Die Erde war früher viel kleiner als heute. Der ganze Planet war von einer durchgehenden Landmasse bedeckt und es gab nirgendwo Ozeane. Dann begann die Erde langsam zu wachsen und der globale Kontinent brach auseinander. Die Erde wuchs weiter und die einzelnen Bruchstücke entfernten sich voneinander. Dazwischen bildeten sich die Meere, die wir heute sehen. Das klingt nach einer ziemlich seltsamen Theorie; nach einer Idee die von Esoterikern oder Pseudowissenschaftlern stammen könnte. Planeten wachsen und schrumpfen doch nicht so einfach! Aber so absurd die Idee einer expandierenden Erde auch klingt: Sie war bis vor gar nicht langer Zeit eine seriöse wissenschaftliche Hypothese.
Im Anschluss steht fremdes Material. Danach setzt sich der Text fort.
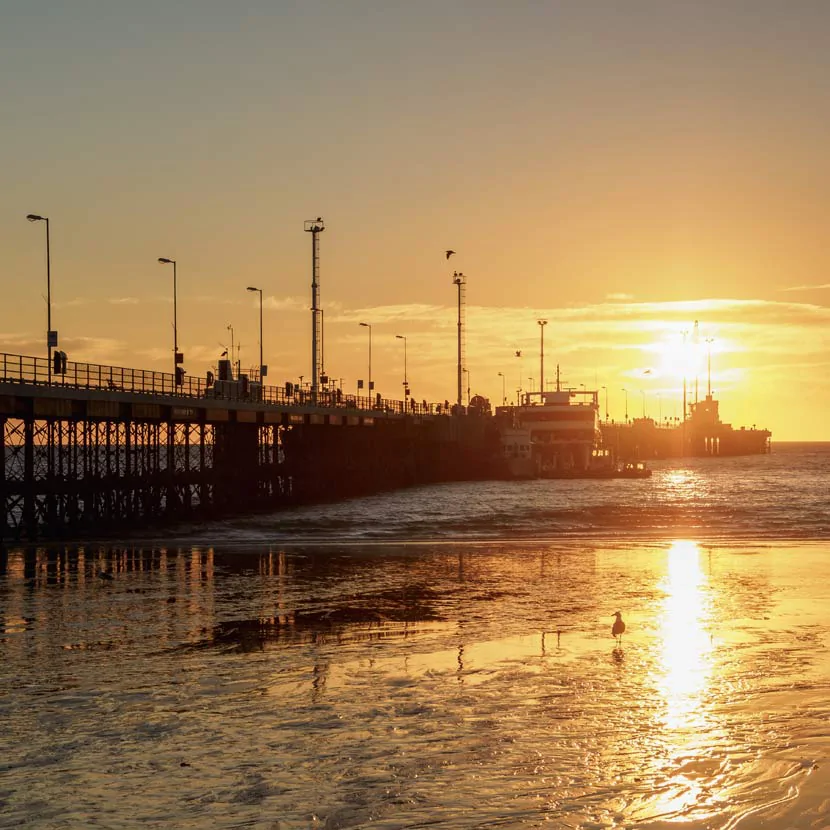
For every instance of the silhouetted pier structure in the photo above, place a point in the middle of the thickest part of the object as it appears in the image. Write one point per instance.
(103, 448)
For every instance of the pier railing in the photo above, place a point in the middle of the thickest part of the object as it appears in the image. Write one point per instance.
(35, 370)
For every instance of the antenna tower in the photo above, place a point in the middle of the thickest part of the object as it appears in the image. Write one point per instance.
(461, 281)
(315, 227)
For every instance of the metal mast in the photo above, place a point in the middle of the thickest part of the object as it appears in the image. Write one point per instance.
(315, 227)
(461, 281)
(695, 342)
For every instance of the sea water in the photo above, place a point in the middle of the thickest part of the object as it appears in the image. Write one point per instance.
(439, 657)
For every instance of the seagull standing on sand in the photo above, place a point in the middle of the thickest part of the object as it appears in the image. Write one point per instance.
(618, 629)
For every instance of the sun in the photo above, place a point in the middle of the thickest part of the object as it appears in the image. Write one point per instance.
(679, 356)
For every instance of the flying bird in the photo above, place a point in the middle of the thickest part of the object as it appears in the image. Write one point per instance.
(618, 629)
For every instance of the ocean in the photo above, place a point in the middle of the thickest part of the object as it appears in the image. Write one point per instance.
(438, 657)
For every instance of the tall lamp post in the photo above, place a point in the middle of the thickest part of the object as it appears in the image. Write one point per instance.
(263, 370)
(166, 261)
(459, 281)
(542, 324)
(709, 366)
(51, 337)
(368, 326)
(405, 379)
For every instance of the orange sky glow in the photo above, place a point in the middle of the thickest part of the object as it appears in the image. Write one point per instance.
(621, 170)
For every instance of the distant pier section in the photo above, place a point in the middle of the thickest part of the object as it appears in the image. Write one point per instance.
(95, 448)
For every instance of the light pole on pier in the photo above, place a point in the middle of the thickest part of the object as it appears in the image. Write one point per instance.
(51, 337)
(176, 356)
(263, 370)
(459, 280)
(405, 379)
(709, 366)
(542, 324)
(368, 326)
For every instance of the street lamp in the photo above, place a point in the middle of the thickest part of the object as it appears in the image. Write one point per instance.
(459, 280)
(166, 261)
(542, 324)
(368, 326)
(405, 381)
(263, 370)
(709, 366)
(51, 337)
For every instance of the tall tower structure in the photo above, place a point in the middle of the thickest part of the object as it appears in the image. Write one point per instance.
(460, 281)
(315, 227)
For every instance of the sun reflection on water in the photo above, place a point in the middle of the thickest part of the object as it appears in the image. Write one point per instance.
(683, 674)
(686, 647)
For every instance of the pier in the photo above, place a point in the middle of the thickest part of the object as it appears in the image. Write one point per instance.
(102, 448)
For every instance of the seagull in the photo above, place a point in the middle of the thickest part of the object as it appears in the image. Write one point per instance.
(618, 628)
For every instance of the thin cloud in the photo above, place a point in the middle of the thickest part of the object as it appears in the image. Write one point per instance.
(286, 304)
(823, 285)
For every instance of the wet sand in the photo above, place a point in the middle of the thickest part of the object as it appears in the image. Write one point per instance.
(392, 686)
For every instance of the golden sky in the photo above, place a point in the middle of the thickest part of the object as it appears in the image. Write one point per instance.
(621, 169)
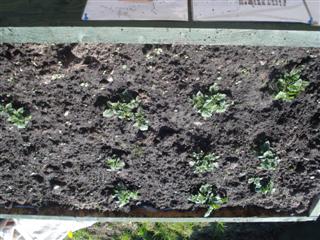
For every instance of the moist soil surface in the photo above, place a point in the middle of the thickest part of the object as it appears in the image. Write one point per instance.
(58, 160)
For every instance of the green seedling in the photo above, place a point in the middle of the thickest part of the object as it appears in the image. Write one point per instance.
(203, 163)
(17, 117)
(290, 85)
(140, 121)
(208, 196)
(212, 102)
(261, 186)
(114, 163)
(269, 159)
(123, 196)
(128, 110)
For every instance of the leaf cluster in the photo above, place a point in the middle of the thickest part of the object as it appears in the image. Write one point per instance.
(209, 103)
(208, 196)
(129, 110)
(261, 185)
(269, 159)
(203, 163)
(114, 163)
(17, 117)
(290, 85)
(124, 196)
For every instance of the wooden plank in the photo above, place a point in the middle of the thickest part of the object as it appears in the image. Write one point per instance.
(114, 219)
(174, 10)
(160, 36)
(305, 11)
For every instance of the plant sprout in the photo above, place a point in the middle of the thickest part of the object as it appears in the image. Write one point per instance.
(269, 160)
(204, 162)
(17, 117)
(213, 102)
(114, 163)
(290, 85)
(128, 110)
(261, 185)
(124, 196)
(208, 196)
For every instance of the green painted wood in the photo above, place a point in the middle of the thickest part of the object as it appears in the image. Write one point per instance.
(198, 220)
(160, 36)
(32, 13)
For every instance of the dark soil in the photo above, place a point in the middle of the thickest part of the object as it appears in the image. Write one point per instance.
(58, 161)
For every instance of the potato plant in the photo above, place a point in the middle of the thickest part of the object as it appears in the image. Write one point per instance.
(208, 196)
(211, 102)
(129, 110)
(290, 85)
(123, 195)
(17, 117)
(203, 163)
(114, 163)
(261, 185)
(269, 159)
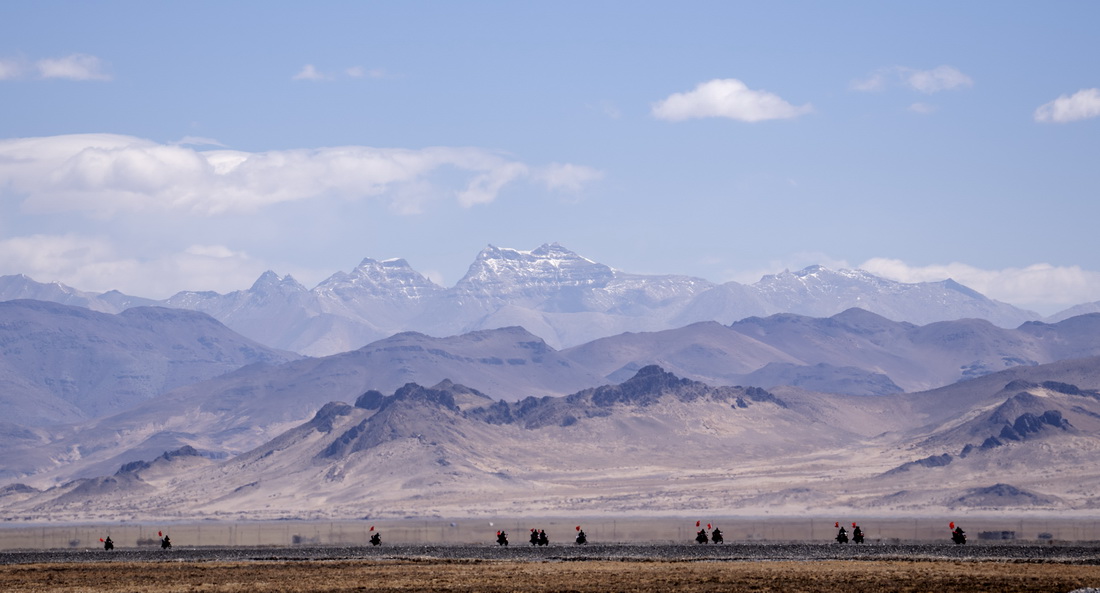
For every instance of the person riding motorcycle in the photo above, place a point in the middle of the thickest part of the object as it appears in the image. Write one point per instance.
(958, 536)
(857, 534)
(842, 536)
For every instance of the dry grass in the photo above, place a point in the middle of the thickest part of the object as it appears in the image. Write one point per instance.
(663, 577)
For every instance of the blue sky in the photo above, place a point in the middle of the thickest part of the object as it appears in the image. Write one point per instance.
(158, 146)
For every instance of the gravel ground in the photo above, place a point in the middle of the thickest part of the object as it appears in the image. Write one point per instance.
(1018, 553)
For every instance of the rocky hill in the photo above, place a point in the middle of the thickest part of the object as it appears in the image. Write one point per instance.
(653, 443)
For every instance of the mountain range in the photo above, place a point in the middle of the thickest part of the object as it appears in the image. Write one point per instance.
(255, 394)
(1016, 440)
(553, 293)
(541, 382)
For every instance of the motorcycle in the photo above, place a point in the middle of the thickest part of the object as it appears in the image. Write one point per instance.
(958, 536)
(857, 535)
(842, 536)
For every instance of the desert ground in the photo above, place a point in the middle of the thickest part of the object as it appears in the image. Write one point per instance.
(760, 555)
(603, 568)
(414, 574)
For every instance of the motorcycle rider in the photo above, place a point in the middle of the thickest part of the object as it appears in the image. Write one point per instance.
(701, 536)
(842, 536)
(958, 536)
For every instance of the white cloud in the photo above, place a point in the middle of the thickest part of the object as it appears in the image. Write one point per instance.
(73, 67)
(309, 73)
(936, 79)
(1043, 287)
(567, 176)
(94, 264)
(1082, 105)
(726, 98)
(923, 109)
(484, 187)
(106, 174)
(927, 81)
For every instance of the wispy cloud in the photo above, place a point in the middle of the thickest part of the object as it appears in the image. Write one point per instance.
(726, 98)
(1035, 286)
(95, 263)
(107, 173)
(923, 109)
(1082, 105)
(927, 81)
(70, 67)
(309, 73)
(73, 67)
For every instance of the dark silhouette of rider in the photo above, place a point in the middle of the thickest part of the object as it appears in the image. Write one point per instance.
(842, 536)
(958, 536)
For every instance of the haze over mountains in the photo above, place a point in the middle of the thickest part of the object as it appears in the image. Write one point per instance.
(553, 293)
(653, 443)
(161, 412)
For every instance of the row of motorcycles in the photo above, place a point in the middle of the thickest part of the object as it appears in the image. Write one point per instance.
(539, 537)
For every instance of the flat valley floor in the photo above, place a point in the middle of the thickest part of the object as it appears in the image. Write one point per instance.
(503, 575)
(738, 568)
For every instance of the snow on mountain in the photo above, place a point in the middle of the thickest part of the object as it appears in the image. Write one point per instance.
(563, 297)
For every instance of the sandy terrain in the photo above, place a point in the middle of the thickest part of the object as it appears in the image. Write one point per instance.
(603, 575)
(788, 568)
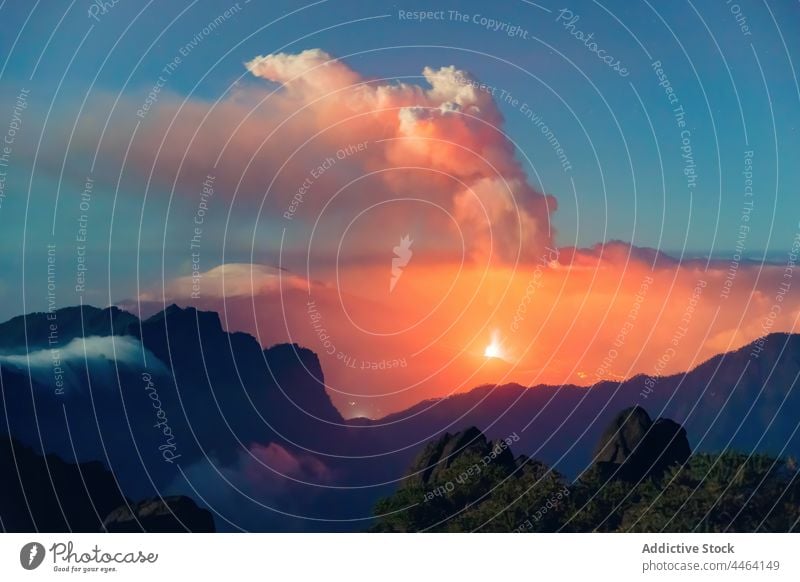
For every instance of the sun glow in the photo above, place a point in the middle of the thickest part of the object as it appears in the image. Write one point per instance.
(494, 350)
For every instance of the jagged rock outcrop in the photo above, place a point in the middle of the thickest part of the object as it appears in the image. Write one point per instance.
(47, 494)
(633, 447)
(440, 454)
(170, 514)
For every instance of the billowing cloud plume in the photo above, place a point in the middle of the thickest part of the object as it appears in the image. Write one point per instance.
(317, 141)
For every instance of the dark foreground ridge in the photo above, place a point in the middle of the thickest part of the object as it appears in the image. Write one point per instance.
(174, 410)
(645, 479)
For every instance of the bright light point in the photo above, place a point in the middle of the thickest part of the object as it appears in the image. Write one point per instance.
(493, 350)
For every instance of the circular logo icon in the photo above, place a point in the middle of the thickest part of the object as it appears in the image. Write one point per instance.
(31, 555)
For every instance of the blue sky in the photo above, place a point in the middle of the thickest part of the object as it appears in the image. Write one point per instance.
(738, 89)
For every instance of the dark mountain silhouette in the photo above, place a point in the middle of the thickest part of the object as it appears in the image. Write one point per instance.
(633, 447)
(70, 322)
(232, 408)
(46, 494)
(645, 479)
(170, 514)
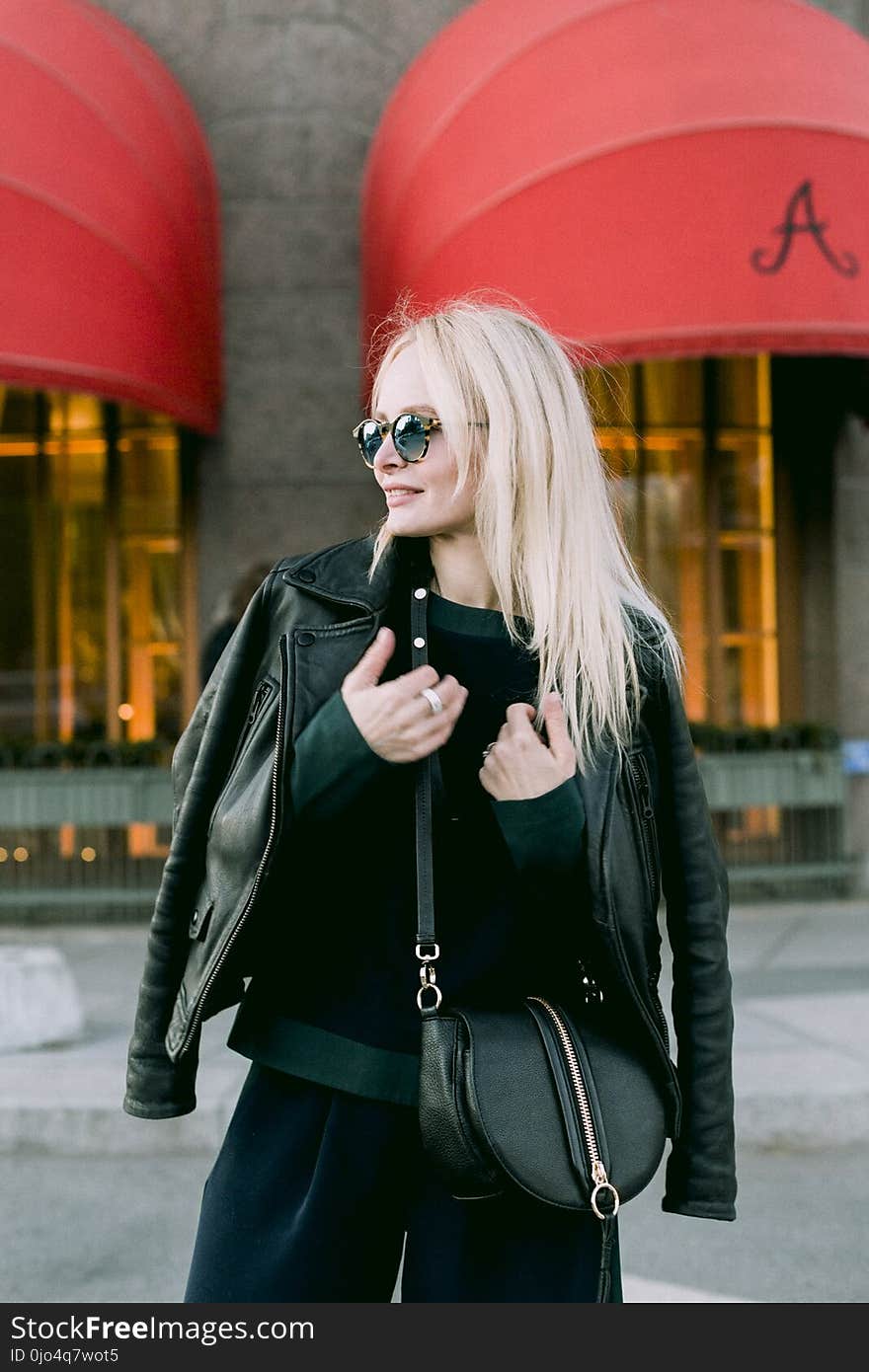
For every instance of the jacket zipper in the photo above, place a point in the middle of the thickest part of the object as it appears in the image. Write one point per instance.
(647, 819)
(584, 1105)
(264, 859)
(261, 696)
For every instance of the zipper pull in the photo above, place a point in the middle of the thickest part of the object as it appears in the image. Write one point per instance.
(601, 1182)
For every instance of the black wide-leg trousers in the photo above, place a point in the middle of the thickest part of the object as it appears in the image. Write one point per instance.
(313, 1191)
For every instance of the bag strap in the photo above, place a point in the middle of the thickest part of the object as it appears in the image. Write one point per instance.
(425, 876)
(425, 894)
(428, 949)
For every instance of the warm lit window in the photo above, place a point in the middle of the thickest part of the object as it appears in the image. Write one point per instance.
(91, 637)
(689, 447)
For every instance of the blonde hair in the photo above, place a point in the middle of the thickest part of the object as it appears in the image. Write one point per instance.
(544, 509)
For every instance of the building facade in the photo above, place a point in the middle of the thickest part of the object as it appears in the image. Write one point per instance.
(743, 482)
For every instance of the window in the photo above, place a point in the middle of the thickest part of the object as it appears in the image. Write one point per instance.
(689, 447)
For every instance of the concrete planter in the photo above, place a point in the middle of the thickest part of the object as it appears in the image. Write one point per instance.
(794, 778)
(95, 796)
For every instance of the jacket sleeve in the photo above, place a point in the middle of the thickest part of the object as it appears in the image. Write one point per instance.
(333, 763)
(155, 1086)
(700, 1176)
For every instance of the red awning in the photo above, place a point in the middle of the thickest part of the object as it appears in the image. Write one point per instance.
(109, 217)
(654, 178)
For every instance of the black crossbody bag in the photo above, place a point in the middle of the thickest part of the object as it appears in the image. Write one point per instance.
(548, 1097)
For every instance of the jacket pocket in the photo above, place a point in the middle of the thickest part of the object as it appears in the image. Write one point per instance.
(640, 788)
(658, 1009)
(264, 693)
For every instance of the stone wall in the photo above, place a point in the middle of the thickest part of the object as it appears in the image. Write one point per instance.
(290, 94)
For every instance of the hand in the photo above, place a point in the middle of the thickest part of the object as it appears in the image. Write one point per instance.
(521, 764)
(391, 717)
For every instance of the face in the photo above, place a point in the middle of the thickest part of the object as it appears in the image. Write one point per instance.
(433, 507)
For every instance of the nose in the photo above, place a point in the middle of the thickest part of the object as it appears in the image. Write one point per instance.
(387, 457)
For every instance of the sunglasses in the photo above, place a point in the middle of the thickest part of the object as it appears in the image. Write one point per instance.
(411, 433)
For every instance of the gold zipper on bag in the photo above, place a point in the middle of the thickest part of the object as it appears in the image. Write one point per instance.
(598, 1172)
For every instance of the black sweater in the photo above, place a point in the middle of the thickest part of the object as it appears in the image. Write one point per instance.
(334, 998)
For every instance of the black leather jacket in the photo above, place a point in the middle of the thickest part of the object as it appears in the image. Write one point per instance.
(648, 833)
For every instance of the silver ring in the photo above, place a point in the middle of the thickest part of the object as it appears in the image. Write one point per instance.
(434, 700)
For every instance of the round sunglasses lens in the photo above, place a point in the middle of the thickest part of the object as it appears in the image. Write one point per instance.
(409, 436)
(369, 439)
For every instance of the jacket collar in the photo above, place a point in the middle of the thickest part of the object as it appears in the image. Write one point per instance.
(341, 572)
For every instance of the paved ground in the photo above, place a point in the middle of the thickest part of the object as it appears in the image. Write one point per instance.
(103, 1206)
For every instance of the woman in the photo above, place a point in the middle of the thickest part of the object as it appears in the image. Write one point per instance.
(292, 843)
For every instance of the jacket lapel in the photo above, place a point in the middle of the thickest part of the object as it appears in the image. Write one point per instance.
(341, 573)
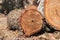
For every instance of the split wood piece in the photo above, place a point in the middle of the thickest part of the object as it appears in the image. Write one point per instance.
(52, 13)
(31, 20)
(3, 21)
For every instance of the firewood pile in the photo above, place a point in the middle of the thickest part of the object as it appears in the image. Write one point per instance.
(29, 20)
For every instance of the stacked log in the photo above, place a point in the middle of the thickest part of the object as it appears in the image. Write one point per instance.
(31, 20)
(52, 13)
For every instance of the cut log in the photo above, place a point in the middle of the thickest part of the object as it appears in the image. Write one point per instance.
(31, 20)
(52, 13)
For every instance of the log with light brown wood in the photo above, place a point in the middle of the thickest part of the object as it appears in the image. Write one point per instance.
(52, 13)
(31, 20)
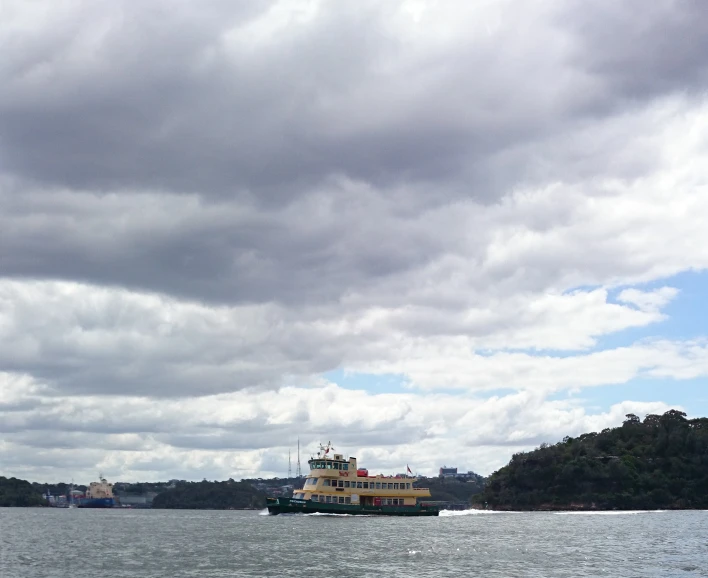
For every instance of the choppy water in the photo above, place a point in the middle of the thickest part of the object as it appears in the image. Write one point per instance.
(43, 543)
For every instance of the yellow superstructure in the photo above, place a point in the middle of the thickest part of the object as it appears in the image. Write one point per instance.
(336, 480)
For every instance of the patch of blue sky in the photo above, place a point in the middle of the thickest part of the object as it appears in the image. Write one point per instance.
(690, 394)
(373, 383)
(686, 315)
(395, 383)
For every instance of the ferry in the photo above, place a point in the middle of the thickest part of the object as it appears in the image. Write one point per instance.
(98, 495)
(336, 485)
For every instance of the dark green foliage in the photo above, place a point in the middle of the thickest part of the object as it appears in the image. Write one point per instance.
(661, 462)
(451, 490)
(211, 496)
(14, 492)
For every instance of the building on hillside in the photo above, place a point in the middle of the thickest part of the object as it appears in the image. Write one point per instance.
(467, 476)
Die Wissenschaftler von heute haben mittlerweile ein recht gutes Verständnis der geologischen Phänomene auf und unter der Erdoberfläche. Wir wissen heute, dass sich die Kontinentalplatten über die Erde bewegen und sich dabei zu immer wieder neuen Konfigurationen zusammenfinden. Heute gibt es viele einzelne, kleine Kontinente die durch Ozeane voneinander getrennt sind, vor ungefähr 250 Millionen Jahren haben sie gemeinsam den Superkontinent Pangäa geformt und in ferner Zukunft werden sie erneut eine einzige große Landmasse bilden. Bei ihrer Wanderung über den Planeten erzeugen die beweglichen Kontinentalplatten Erdbeben, bilden Gebirge und neue Ozeane oder legen die Grundlage für große Vulkanausbrüche. Die Theorie der Plattentektonik ist die Basis der modernen Geophysik, wird aber erst seit den 1960er Jahren allgemein akzeptiert.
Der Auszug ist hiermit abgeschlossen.